Monday, June 18, 2012

Spa Treatments

I consider myself a pretty reasonable gal, so when faced with the reality that I was going to have to spend a lot of time and money on my cat, I decided to postpone it until after I got back from my family vacation. My vet agreed with me intimating, that waiting another week wouldn’t kill him, so we made plans to take Lex for his spa treatment the Monday I got back, which was today.

Little Pigs all in a Row
I know that I’ll have to give him shots twice a day, so I’m planning on giving them during his breakfast and dinner. He can be relied upon to wake me up between 5:30am and 6:30am for his breakfast with incessant yowling. In terms of his insulin, this schedule is wonderful because I’m usually back at home 12 hours later, so everything will work out if we can keep the schedule.

I’m not sure that everything will work out though because this morning he began crying to be fed at 4am. I’m all about the virtues of getting up early, but 4am is unacceptable unless there are stables to muck and chickens to feed. After 45 minutes of scratching and yowling, I had to lock him out of the room. When I got up to feed him at 7, he had cried himself hoarse, which would be pitiful if he hadn’t made me get up at such an ungodly hour.   
By the time I had him in his carrier to go to the vet, he had rested his vocal chords enough to begin crying again.

It occurs to me that certain kitties who are about to undergo expensive therapies ought not wake their owners up in the middle of the night.

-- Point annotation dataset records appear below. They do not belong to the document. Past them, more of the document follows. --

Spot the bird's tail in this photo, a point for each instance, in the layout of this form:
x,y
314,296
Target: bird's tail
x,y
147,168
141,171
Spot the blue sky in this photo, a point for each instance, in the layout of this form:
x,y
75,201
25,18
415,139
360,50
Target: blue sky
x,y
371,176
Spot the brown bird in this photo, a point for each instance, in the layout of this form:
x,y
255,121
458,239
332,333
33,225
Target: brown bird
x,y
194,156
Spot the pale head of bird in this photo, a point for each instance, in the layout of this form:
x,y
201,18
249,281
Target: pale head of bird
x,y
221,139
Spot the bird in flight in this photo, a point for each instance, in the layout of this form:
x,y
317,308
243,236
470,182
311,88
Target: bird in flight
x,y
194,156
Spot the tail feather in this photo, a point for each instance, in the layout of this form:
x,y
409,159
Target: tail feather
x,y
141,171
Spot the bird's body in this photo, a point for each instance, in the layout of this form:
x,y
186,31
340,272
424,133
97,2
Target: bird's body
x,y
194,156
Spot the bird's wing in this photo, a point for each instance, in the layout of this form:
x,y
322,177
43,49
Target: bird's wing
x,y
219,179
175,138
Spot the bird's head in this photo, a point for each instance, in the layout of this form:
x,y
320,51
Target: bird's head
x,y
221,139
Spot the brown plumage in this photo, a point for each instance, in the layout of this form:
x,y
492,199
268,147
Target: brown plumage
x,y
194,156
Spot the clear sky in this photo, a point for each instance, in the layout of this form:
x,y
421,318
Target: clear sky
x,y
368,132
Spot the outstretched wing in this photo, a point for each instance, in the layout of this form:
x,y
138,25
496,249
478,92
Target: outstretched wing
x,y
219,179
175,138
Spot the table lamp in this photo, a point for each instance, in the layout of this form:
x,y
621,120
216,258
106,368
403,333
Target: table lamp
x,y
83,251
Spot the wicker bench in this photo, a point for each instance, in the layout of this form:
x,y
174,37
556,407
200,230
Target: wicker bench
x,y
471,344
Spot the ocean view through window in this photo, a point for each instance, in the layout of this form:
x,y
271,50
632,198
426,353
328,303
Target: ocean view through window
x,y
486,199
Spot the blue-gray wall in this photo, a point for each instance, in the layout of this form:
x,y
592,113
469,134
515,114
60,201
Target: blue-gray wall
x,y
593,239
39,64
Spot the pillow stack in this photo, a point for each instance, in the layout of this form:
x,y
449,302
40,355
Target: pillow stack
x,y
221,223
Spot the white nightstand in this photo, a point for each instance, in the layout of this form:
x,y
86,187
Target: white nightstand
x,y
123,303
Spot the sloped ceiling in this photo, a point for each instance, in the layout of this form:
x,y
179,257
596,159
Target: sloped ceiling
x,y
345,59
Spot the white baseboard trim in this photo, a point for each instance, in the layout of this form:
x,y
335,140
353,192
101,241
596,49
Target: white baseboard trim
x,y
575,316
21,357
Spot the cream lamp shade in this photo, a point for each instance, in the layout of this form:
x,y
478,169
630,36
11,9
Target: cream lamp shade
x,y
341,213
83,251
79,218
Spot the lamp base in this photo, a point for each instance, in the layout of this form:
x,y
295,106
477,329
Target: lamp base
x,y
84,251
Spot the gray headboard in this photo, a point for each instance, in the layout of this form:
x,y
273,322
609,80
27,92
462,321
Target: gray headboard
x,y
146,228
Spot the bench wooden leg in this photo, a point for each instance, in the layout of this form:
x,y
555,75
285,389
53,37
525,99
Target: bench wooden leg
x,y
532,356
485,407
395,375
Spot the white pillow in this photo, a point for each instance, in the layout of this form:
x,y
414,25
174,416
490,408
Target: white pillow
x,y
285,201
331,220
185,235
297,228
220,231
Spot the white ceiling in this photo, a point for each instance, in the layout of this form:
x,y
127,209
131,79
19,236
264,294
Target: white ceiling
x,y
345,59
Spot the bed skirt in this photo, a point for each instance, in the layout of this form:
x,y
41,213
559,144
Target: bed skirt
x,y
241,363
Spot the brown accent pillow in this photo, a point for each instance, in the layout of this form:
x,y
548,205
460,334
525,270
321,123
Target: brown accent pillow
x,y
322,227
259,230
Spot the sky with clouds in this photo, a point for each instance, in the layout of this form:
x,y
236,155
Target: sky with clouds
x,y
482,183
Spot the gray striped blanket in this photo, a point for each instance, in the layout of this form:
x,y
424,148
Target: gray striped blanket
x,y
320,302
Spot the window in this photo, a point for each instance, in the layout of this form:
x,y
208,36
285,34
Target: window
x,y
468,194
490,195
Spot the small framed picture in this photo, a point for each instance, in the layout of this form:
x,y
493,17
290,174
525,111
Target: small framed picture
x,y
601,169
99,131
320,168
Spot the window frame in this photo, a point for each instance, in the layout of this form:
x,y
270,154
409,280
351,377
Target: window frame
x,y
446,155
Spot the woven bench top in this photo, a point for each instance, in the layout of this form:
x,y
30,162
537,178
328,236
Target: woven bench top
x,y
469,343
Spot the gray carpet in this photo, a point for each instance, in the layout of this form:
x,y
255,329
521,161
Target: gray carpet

I hope that once his blood sugar levels out he’ll feel better and let me sleep until at least 6. If he did that I could just stay up and work out, or do something else that would allow me to be smug for the rest of the day. He’d be like a little rooster.
It is time to feed your Lex. Then you may go to Zumba. 

He was very good at the vet, as he always is. Amy assured me that he’d be in a little kitty condo on the second floor of the vet office. Away from the stress of barking dogs.   I only hope that he behaves with the techs and manages to keep quiet for at least some of the time he’s not being paid attention to.  In many ways he’s like a client.

He's going to have to be more than cute to make up for his annoying screeching.  



Monday, June 4, 2012

Body Fluids

I deal with a lot of cat barf, puke or upchuck-- whatever you like to call it. I don't like any of these words, so I will instead use the word "panda." Before we switched to wet food, we would find random piles of pandas all over the house. Now the pandas are far more sporadic and less... fluffy when they are present.

I'm honestly impressed with the cats' ability to panda and rally. They do it better than any sorority pledge that ever lived.

In addition to pandas, the number of cats in my house means that I deal with a fair amount of pee and poop. Two words I have no problem with. In fact, there's a part of me that thinks the word poop is terribly hilarious, as long as the poop is where it's supposed to be.

This past weekend, it was not where it was supposed to be.

On Saturday morning there was cat poop.
On my bed.
Fresh cat poop.
On my bed.

In case you're having trouble appreciating the full horror of this situation, you must understand that the poop had left the cat while I was sleeping in the room. Inches away. If I had rolled over, it would have been disastrous, and we would have had one less cat. I'm not going to name any names, but the cat in question did not bother to wake me up to open the door, nor did it take the opportunity to vacate the room when I let another cat out earlier that morning.

The cat just pooped. On my bed. While I was sleeping.
I would have taken a picture of it, but you know what poop looks like, and I wanted to get it off of my bed and the sheets into the wash as quickly as possible. I'm sure you understand.

The strange thing was that I wasn't even angry. The cat in question has a tendency to void its bowels every time it's enclosed in a room for longer than 20 minutes. There's no point in being angry: just clean up as quickly as possible.

I think my calm acceptance of this defilement of means that I'm probably ready for parenthood.